Costs & Conflict of Interest: They avoid some of the costs and conflicts of interest inherent in traditional IPOs
Cons of SPACs
Risk: They can have a lot of risk for retail investors.
Time Constraints: There are time constraints in the SPAC process.
Misaligned Incentives: The team responsible for creating the SPAC and taking it public (the sponsor) can make a great deal of money even if the acquired company doesn’t do well after it has gone public, so misalignments with investors can be significant.
Special Purpose Acquisition Companies And The SEC
The SEC has recently opened an inquiry into SPACs and sent letters to Wall Street banks looking for information on their SPACs dealings. They are specifically looking for information on how underwriters are managing the risks involved in SPACs.

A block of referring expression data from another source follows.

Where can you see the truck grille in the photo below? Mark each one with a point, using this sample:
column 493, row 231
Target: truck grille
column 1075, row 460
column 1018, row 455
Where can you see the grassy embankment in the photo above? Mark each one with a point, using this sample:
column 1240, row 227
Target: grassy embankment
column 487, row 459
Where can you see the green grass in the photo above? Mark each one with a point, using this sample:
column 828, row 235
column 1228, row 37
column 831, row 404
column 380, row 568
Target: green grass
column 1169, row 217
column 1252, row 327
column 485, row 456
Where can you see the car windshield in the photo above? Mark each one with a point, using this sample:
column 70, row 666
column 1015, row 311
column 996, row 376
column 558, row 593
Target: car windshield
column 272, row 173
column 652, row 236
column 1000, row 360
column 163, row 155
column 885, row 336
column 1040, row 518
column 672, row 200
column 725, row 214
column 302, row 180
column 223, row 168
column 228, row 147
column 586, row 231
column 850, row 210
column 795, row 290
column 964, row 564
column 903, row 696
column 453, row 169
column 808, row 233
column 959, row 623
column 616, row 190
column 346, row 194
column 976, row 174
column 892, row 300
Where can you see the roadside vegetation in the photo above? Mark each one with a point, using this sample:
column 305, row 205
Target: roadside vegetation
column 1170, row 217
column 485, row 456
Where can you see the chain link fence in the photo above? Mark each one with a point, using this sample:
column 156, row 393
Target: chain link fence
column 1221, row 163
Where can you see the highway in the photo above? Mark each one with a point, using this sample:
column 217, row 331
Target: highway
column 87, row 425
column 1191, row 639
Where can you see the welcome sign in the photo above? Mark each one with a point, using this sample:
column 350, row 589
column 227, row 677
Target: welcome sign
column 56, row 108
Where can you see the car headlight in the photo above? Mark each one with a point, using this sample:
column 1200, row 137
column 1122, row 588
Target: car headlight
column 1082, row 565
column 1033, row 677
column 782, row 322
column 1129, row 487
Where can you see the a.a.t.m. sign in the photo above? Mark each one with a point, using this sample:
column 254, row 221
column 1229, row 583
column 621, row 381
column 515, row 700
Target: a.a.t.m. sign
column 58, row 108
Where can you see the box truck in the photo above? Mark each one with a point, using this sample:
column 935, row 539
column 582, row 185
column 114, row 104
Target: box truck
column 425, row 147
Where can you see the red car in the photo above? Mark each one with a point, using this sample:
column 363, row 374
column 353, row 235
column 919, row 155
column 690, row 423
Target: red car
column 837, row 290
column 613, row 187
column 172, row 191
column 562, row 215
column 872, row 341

Supposedly the letters were sent from the SEC’s enforcement division, signaling that they may be a precursor to a formal investigation. It is suspected that the SEC wanted information on SPAC deal fees, volumes, and what controls banks have in place to police the deals internally. According to one source, they also asked questions regarding compliance, reporting, and internal controls.

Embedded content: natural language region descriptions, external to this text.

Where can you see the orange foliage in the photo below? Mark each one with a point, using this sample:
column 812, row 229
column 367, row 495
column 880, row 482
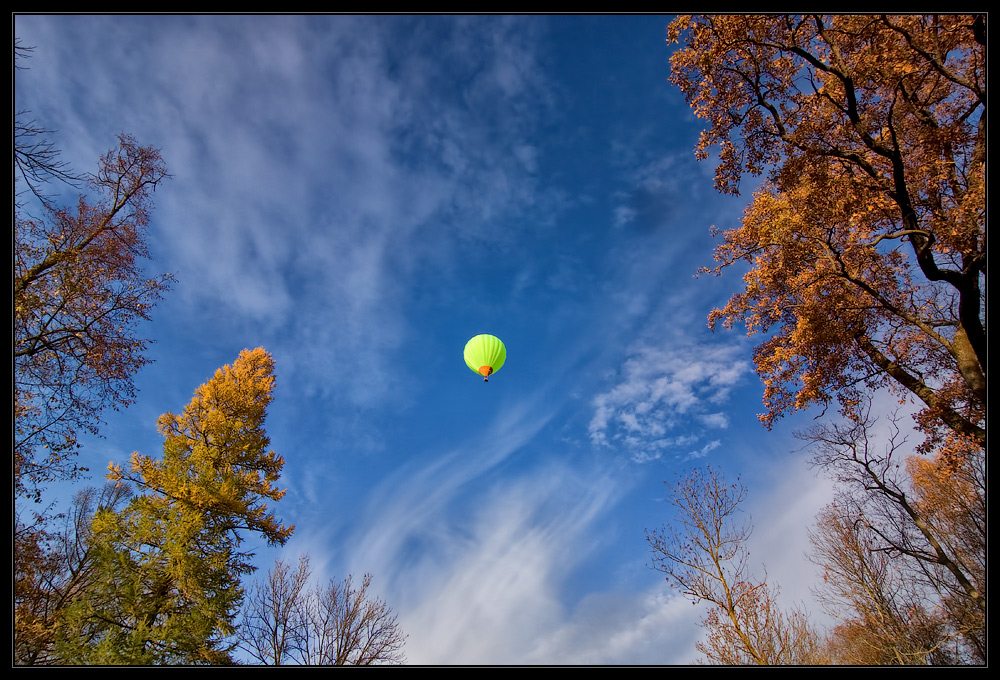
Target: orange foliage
column 867, row 242
column 79, row 292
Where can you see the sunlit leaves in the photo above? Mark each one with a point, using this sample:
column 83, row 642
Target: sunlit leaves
column 867, row 242
column 172, row 560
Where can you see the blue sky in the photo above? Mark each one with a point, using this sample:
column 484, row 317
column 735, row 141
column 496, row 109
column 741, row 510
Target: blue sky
column 362, row 195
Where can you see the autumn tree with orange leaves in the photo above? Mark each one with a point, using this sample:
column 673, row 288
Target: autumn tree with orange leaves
column 867, row 241
column 79, row 293
column 866, row 247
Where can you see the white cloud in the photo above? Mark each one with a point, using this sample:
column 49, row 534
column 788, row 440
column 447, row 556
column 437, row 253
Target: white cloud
column 662, row 391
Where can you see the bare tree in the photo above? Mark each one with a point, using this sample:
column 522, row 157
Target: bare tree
column 273, row 626
column 704, row 555
column 903, row 547
column 286, row 622
column 36, row 158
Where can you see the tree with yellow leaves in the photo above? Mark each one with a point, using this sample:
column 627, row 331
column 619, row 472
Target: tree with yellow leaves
column 171, row 561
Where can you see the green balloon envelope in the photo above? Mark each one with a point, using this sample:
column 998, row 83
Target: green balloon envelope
column 485, row 354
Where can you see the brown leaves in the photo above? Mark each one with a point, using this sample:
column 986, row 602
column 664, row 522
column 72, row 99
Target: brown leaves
column 867, row 244
column 79, row 294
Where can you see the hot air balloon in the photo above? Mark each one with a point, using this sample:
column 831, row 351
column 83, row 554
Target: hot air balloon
column 485, row 354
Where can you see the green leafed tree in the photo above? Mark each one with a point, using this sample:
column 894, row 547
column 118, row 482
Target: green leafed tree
column 171, row 562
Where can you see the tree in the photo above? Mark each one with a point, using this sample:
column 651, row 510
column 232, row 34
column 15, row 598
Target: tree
column 273, row 626
column 52, row 568
column 36, row 158
column 867, row 242
column 171, row 561
column 340, row 624
column 903, row 549
column 79, row 292
column 704, row 555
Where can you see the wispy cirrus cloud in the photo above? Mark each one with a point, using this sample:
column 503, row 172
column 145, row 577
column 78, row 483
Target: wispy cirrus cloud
column 666, row 400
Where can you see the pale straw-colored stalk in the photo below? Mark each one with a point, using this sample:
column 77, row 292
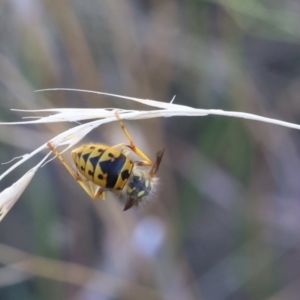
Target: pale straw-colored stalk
column 99, row 116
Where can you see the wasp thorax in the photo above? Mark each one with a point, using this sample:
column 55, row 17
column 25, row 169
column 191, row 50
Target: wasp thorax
column 139, row 186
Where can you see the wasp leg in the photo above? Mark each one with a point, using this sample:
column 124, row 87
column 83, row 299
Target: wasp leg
column 146, row 161
column 88, row 188
column 155, row 167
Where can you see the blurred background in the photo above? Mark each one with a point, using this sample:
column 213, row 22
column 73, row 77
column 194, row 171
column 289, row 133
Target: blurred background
column 225, row 222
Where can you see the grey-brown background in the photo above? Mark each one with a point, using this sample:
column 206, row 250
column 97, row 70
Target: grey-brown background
column 225, row 222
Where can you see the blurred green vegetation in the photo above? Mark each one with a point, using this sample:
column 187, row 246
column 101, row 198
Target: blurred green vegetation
column 225, row 221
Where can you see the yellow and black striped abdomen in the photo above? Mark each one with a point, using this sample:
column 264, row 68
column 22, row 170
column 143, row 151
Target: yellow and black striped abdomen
column 103, row 165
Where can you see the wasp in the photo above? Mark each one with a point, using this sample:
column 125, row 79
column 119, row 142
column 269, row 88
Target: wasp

Another Option For Going Public
Now that you know what SPACs are as well as some pros and cons of SPACs and traditional IPOs, you should understand the third option for going public: a direct listing.
Direct listings have been gaining in popularity recently as well. Recent changes to the regulations for direct listings have made them an even more popular way to go public. In a direct listing, no new shares are created and only existing shares are sold. Also, there are no underwriters involved in a direct listing.
After the recent changes were made to the regulations for direct listings, well-known venture capitalist Bill Gurley said on CNBC:
“I can’t imagine, in my mind, when you can do a primary offering through a direct listing, why any board or CEO or founder would choose to go through this archaic process that has resulted in massive one-day wealth transfers straight from founders, employees and investors to the buy side.”
Choosing the way to take a company public depends on a variety of factors, as well as weighing the pros and cons of each option. So, if you were going to take a company public, which do you think you would choose; a SPAC, traditional IPO, or direct listing? Which do you think is best for you as an investor?